Santa Clara, CA 95054

(Address of principal executive offices)

(408) 986-9888

(Registrant’s telephone number, including area code)

N/A

(Former name or former address if changed since last report)

 

 

Check the appropriate box below if the Form 8-K filing is intended to simultaneously satisfy the filing obligation of the registrant under any of the following provisions:

 

¨ Written communication pursuant to Rule 425 under the Securities Act (17 CFR 230.425)

 

¨ Soliciting material pursuant to Rule 14a-12 under the Exchange Act (17 CFR 240.14a-12)

 

¨ Pre-commencement communications pursuant to Rule 14d-2(b) under the Exchange Act (17 CFR 240.14d-2(b))

 

¨ Pre-commencement communications pursuant to Rule 13e-4(c) under the Exchange Act (17 CFR 240.13e-4(c))

 

 

 


Item 2.06. Material Impairments

The Company will report a charge against earnings of approximately $3.0 million (pretax) in the quarter ended September 29, 2012 related to the insolvency and liquidation of a customer from which the Company held a secured promissory note.

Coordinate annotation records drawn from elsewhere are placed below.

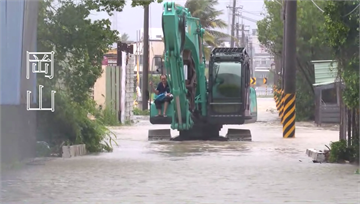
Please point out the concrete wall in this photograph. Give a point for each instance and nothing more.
(18, 20)
(155, 48)
(100, 88)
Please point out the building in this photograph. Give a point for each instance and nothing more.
(262, 60)
(18, 20)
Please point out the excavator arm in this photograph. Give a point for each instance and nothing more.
(185, 64)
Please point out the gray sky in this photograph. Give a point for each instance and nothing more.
(131, 19)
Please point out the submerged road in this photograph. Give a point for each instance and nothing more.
(269, 170)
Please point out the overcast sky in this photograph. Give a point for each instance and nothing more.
(131, 19)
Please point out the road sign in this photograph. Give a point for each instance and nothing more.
(253, 80)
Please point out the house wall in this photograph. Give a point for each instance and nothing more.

On September 28, 2012, Intevac concluded that it will incur bad debt expense of approximately $3.0 million, related to the non-payment of the promissory note from the customer based on the customer’s announcement that they are discontinuing their operation effective October 9th, 2012. The impairment charge on the promissory note will not result in future cash expenditures by the Company.

The impact of this charge was not included in the financial guidance provided on the Company’s July 31st, 2012 earnings conference call.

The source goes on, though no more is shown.